At its most fundamental is delivering the highest standards in primary and post-primary schools, where children spend up to 14 of their formative years. Research tells us that the better their experience of the system, the longer they will stay in it.
What happens in school, from the earliest ages, is crucial to shaping a child's future.
It is not only about acquiring subject knowledge, but building confidence and esteem, and developing citizenship skills.
Schools play an important role in smoothing out different levels of disadvantage that children may bring into the classroom, such as a deprived socio-economic background or special need that requires them to have additional support.
It takes resources, such as funding for day-to-day running costs, a considered curriculum, a supply of well-trained teachers working under the stewardship of good principals and boards of management. It also needs a system of checks and balances to ensure everything is working, and if it is not, to take the necessary action.
School inspection reports offer an invaluable bird's-eye view of what is happening on the ground. Among recent improvements is a breakdown of the language used to enable them to be better understood.
There was a time the inspection reports were kept under wraps, but, since 2006, they have been publicly available on the Department of Education website.
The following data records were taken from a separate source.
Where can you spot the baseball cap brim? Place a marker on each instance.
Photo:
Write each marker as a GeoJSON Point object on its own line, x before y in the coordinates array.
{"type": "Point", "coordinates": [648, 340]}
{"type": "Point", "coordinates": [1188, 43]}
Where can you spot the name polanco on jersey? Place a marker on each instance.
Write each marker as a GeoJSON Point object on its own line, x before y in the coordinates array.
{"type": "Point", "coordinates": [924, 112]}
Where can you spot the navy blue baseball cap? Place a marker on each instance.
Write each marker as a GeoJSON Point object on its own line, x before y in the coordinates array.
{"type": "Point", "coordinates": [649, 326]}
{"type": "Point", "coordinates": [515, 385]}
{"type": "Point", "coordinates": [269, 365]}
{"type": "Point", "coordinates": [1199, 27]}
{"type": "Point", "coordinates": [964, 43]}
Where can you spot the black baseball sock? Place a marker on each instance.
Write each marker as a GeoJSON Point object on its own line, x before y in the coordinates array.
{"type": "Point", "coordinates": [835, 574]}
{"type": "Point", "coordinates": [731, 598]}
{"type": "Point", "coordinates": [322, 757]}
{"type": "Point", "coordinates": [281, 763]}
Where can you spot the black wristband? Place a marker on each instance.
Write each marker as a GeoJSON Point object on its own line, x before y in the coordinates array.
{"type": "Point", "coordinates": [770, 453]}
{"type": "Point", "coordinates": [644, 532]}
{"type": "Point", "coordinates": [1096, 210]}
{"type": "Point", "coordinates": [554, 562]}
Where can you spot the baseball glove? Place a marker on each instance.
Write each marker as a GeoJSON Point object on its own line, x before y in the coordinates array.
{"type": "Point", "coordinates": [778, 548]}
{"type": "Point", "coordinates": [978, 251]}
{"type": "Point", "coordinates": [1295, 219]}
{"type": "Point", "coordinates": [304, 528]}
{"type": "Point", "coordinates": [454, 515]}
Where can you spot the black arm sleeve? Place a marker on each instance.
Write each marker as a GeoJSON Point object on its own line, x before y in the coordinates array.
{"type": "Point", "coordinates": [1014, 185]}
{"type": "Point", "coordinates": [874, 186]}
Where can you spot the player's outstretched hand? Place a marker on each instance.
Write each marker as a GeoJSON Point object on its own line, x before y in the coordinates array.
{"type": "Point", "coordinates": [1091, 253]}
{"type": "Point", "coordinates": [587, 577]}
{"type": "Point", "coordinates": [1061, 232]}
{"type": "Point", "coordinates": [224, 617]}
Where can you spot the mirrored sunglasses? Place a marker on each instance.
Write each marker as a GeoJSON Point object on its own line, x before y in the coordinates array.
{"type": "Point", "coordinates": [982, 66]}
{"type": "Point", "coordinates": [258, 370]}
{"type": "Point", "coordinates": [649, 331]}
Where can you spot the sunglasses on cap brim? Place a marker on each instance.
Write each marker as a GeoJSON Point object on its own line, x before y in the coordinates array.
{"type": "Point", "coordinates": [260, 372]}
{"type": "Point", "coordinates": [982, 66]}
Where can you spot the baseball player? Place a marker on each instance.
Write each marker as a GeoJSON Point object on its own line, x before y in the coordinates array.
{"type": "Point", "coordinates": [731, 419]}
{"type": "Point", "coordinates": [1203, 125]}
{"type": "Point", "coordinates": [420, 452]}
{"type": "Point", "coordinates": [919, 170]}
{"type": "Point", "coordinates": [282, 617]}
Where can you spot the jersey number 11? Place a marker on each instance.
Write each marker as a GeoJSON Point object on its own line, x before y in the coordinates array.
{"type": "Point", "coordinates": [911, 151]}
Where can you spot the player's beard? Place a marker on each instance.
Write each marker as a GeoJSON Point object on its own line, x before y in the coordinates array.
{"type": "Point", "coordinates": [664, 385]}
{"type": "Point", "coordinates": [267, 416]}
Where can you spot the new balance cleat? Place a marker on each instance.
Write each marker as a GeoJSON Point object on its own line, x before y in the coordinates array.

They are essential reading for parents with a child at school, or one who will soon be enrolled.
Reading a recent report about a school in which a parent has a child, or intends to send a child, will deliver pointers. As well as seeing what it says about teaching and learning, parents should be watching for what it says about issues such as the atmosphere in the school, and the arrangements for the care and wider development of students.
Even if a recent report about a school of interest does not exist, careful reading of a random selection of others will provide a picture of what to expect from a good school.
It also becomes clear how and where schools fall down, and whether there is a capacity, and a will, to drive necessary improvements. Sometimes a report may highlight how teaching quality is very good, but that leadership is weak. Ultimately, poor leadership will drag a school down.
It is the hope, and intention, that a critical report will be followed by a concerted drive for improvement, that could quickly turn the school into a model. The ongoing evolution of the inspection regime in recent years has included the introduction of follow-through inspections to check up on whether recommendations have been implemented.
There was a disappointing example this year of the system not delivering.
Despite a critical whole school evaluation (WSE) report last spring, parents withdrew their children from Scoil Bhrighde, Faughart, Co Louth, in September, because of lack of action to address concerns.
The WSE highlighted issues about teaching standards, lack of leadership and poor oversight by the board of management.
The more people who read and heed inspection reports, the less likely it is that such a case will be repeated in future.